The World's End
Director: Edgar Wright
Cast: Simon Pegg, Martin Freeman, Nick Frost, Rosamund Pike, Eddie Marsan, Paddy Considine, David Bradley, Mark Heap, Thomas Law
Rating: (R13)
4 stars (out of 5)
Shaun of the Dead has become something of a cult classic since its release in 2004.
In 2007 when Simon Pegg reunited with Nick Frost and director Edgar Wright for Hot Fuzz, they told everyone who would listen that they were planning on making a trilogy.
The World's End (Rialto and Hoyts) is the third part of that trilogy, that is if you are prepared to accept that a fondness for ice cream, a lot of gore, and jumping fences as a shortcut constitutes a thematic link.
Mostly fans are going to be happy because these films have always been a sort of in-joke.
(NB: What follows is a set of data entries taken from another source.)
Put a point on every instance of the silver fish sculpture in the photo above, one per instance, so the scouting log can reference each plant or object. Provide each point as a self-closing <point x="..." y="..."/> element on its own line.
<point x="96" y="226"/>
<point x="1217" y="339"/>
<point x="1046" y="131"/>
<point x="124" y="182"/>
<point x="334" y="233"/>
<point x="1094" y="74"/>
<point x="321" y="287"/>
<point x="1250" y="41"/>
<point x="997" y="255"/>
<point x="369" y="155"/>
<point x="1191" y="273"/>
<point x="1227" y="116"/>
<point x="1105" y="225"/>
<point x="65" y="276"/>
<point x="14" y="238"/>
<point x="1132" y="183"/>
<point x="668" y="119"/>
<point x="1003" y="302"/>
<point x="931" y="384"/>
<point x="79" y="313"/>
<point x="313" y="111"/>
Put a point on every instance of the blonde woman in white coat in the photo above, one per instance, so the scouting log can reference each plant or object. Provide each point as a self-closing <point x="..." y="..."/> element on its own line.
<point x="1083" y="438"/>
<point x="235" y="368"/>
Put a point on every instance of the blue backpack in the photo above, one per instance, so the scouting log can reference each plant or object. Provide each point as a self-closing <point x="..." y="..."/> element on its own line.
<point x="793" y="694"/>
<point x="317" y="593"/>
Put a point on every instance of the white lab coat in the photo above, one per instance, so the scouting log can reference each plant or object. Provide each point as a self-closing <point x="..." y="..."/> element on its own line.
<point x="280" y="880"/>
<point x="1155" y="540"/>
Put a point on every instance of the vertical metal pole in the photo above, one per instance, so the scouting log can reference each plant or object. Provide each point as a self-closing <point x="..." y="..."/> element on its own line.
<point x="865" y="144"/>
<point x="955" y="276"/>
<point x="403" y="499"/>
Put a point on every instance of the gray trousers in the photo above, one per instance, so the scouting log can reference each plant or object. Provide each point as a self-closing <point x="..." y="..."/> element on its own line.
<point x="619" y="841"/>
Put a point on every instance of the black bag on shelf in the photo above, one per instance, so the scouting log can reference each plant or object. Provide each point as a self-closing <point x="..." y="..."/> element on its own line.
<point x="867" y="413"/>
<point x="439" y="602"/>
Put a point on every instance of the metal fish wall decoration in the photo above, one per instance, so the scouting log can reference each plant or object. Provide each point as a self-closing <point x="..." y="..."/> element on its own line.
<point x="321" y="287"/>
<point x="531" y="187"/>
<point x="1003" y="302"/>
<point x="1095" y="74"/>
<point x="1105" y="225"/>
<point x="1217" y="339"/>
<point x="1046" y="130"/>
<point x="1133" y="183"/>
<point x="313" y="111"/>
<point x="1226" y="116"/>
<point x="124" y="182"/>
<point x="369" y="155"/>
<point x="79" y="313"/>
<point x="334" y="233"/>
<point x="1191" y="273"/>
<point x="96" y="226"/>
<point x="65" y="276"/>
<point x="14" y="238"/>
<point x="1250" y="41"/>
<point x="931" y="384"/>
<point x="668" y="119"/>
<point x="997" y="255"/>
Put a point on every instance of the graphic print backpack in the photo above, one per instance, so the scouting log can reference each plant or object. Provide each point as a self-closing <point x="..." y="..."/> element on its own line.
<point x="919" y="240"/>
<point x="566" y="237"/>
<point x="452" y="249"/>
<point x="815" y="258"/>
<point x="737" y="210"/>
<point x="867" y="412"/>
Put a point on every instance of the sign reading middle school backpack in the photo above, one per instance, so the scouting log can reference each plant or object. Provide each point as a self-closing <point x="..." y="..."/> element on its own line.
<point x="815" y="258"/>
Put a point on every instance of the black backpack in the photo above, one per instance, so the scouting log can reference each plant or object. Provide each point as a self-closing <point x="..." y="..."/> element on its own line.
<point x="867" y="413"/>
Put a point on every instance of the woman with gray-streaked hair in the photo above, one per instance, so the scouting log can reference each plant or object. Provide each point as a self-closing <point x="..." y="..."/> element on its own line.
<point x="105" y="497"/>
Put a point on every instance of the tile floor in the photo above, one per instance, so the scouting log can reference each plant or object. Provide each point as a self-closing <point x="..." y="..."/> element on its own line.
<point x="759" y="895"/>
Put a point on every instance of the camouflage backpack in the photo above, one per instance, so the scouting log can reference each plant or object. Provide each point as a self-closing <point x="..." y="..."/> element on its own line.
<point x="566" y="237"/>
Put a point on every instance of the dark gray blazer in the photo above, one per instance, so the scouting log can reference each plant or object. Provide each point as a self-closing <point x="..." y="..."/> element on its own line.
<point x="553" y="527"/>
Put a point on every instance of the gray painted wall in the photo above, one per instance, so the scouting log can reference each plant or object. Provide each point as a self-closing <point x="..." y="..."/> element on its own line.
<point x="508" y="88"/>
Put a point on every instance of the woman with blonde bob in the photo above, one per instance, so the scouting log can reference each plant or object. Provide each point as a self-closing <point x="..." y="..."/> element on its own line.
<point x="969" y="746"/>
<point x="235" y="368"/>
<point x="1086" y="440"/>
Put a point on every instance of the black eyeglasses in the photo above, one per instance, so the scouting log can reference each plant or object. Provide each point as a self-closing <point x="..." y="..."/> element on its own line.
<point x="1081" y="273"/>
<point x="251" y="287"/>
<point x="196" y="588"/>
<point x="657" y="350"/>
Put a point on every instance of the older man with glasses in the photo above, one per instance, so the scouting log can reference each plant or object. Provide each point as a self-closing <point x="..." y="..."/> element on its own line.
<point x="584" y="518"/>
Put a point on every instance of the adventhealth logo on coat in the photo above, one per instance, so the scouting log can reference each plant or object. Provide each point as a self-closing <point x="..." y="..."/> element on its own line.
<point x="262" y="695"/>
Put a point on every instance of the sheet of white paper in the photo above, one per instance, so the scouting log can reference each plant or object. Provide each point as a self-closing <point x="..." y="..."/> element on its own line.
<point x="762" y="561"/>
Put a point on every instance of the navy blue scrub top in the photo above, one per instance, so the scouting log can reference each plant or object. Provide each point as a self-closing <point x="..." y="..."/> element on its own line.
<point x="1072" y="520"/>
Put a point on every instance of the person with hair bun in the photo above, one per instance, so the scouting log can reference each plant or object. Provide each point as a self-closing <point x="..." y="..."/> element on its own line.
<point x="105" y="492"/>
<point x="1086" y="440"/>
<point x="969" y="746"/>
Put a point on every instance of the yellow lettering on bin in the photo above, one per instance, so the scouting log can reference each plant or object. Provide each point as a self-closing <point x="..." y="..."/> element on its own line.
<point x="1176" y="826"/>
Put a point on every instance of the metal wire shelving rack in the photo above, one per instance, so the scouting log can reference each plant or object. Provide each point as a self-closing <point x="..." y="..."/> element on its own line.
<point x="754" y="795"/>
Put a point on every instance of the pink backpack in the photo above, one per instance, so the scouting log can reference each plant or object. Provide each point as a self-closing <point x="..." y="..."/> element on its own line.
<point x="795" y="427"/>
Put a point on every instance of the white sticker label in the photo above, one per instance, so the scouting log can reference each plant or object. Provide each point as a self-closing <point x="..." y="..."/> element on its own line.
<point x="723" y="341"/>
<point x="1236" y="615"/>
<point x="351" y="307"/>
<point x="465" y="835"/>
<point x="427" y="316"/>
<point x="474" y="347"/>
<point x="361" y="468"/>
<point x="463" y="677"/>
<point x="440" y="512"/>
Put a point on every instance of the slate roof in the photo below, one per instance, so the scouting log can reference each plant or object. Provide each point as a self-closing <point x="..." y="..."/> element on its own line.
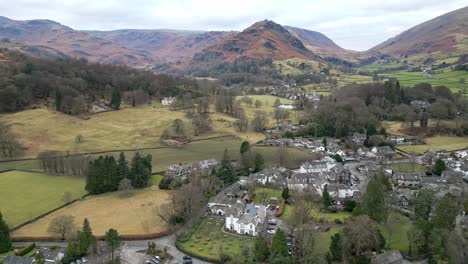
<point x="17" y="260"/>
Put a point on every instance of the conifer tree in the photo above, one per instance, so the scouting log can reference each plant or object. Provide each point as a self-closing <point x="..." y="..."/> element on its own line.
<point x="5" y="239"/>
<point x="226" y="171"/>
<point x="115" y="99"/>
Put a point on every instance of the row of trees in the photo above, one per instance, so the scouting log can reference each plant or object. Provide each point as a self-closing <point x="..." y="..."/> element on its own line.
<point x="105" y="174"/>
<point x="71" y="84"/>
<point x="355" y="107"/>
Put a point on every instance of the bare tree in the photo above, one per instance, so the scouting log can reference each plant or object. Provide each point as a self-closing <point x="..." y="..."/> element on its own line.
<point x="259" y="121"/>
<point x="282" y="156"/>
<point x="62" y="226"/>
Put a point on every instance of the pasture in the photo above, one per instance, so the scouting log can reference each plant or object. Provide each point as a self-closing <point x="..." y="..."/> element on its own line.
<point x="25" y="195"/>
<point x="438" y="143"/>
<point x="445" y="77"/>
<point x="316" y="214"/>
<point x="208" y="240"/>
<point x="197" y="150"/>
<point x="134" y="214"/>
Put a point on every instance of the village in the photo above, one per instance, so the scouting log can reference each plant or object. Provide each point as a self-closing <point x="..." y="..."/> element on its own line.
<point x="253" y="206"/>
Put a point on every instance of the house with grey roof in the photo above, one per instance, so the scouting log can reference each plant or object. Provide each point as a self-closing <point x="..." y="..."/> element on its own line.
<point x="17" y="260"/>
<point x="408" y="179"/>
<point x="245" y="219"/>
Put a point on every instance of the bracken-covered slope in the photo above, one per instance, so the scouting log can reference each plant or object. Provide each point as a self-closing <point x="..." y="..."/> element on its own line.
<point x="446" y="35"/>
<point x="46" y="33"/>
<point x="164" y="45"/>
<point x="262" y="40"/>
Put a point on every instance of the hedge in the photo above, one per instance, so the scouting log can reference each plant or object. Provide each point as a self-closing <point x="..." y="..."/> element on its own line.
<point x="280" y="210"/>
<point x="25" y="250"/>
<point x="124" y="237"/>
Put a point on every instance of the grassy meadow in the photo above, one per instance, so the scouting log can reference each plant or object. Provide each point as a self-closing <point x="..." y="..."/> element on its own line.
<point x="446" y="77"/>
<point x="208" y="239"/>
<point x="131" y="213"/>
<point x="438" y="143"/>
<point x="25" y="195"/>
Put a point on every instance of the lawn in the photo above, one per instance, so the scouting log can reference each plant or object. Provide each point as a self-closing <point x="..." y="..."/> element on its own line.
<point x="25" y="195"/>
<point x="407" y="167"/>
<point x="263" y="195"/>
<point x="438" y="143"/>
<point x="317" y="215"/>
<point x="208" y="240"/>
<point x="446" y="77"/>
<point x="133" y="213"/>
<point x="396" y="230"/>
<point x="323" y="240"/>
<point x="268" y="107"/>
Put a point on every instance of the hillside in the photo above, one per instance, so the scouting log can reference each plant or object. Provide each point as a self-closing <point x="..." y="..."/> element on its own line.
<point x="320" y="44"/>
<point x="442" y="37"/>
<point x="262" y="40"/>
<point x="37" y="34"/>
<point x="164" y="45"/>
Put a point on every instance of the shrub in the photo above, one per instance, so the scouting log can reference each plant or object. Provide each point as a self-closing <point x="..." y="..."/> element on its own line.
<point x="25" y="250"/>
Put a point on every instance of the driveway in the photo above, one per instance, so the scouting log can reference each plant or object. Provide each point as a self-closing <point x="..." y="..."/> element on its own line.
<point x="129" y="249"/>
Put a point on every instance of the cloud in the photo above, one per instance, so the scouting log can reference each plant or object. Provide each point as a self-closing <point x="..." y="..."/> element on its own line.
<point x="357" y="24"/>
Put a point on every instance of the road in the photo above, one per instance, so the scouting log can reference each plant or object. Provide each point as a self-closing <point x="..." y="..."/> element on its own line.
<point x="129" y="249"/>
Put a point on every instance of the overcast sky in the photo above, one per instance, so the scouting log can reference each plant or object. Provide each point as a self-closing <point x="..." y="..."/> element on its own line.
<point x="352" y="24"/>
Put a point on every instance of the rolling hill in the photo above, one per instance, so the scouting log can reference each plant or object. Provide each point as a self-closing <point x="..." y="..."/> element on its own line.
<point x="442" y="37"/>
<point x="164" y="45"/>
<point x="48" y="38"/>
<point x="262" y="40"/>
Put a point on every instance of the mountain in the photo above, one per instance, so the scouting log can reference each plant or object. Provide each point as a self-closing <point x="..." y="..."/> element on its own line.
<point x="164" y="44"/>
<point x="42" y="34"/>
<point x="262" y="40"/>
<point x="317" y="42"/>
<point x="445" y="36"/>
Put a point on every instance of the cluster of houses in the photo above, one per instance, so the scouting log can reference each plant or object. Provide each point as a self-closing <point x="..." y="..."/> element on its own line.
<point x="50" y="256"/>
<point x="312" y="177"/>
<point x="241" y="215"/>
<point x="182" y="171"/>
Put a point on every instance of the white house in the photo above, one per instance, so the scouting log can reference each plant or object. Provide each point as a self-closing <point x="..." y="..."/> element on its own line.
<point x="245" y="219"/>
<point x="167" y="100"/>
<point x="284" y="106"/>
<point x="316" y="166"/>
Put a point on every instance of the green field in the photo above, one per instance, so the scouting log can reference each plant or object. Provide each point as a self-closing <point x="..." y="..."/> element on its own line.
<point x="208" y="240"/>
<point x="317" y="214"/>
<point x="26" y="195"/>
<point x="396" y="230"/>
<point x="263" y="195"/>
<point x="447" y="78"/>
<point x="408" y="167"/>
<point x="197" y="150"/>
<point x="438" y="143"/>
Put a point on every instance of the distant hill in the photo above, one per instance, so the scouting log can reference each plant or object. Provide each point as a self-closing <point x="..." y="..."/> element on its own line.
<point x="262" y="40"/>
<point x="39" y="34"/>
<point x="163" y="44"/>
<point x="443" y="36"/>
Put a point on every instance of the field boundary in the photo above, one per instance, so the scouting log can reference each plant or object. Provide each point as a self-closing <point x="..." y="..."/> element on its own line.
<point x="123" y="150"/>
<point x="47" y="213"/>
<point x="101" y="238"/>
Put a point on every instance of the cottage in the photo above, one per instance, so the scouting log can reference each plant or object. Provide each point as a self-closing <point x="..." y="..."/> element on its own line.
<point x="17" y="260"/>
<point x="383" y="152"/>
<point x="340" y="191"/>
<point x="418" y="104"/>
<point x="168" y="100"/>
<point x="245" y="219"/>
<point x="408" y="179"/>
<point x="390" y="257"/>
<point x="271" y="176"/>
<point x="359" y="138"/>
<point x="316" y="166"/>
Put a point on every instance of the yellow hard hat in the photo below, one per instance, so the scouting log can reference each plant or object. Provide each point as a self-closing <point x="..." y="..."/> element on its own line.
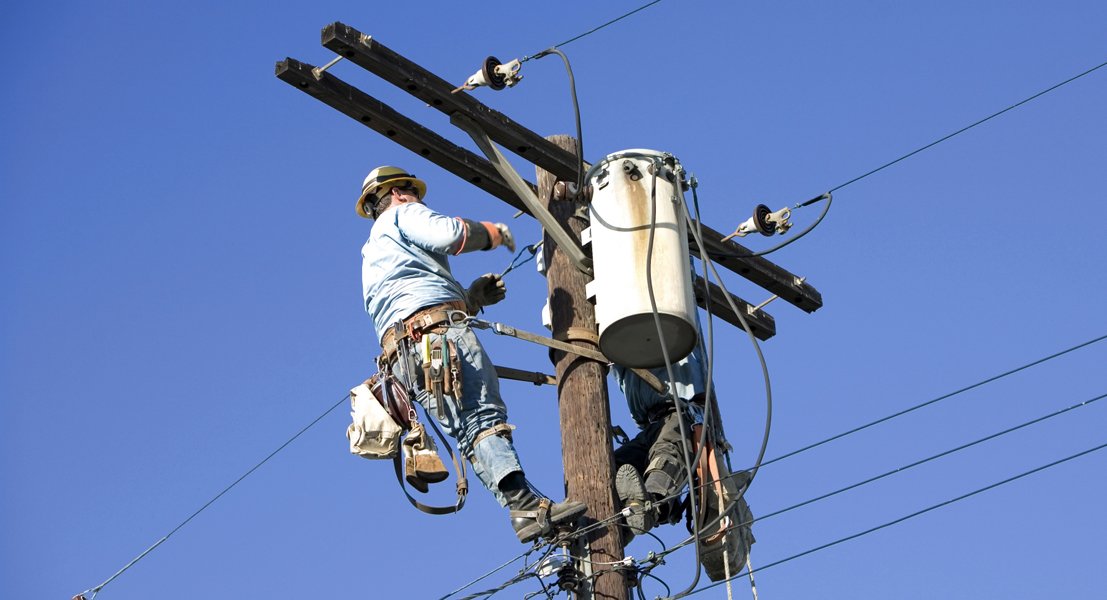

Pegg has a lovely time playing Gary King, a very overgrown adolescent whose peak life experience was a pub crawl with his mates in 1990 to mark the end of secondary school.
The others have more or less grown up and are not enraptured when Gary turns up inviting them to re-create that magical night, but against all their better judgement they are powerless to resist and go along.
Once the pub crawl begins they quickly realise that something is not quite right about their old home town.
Best thing: Nick Frost is a very funny guy and he has some great zingers here as Andy, Gary's disgruntled ex-best friend.
Worst thing: As with so many movies it does not quite know how to stop.
See it with: Some proof that you really are 13.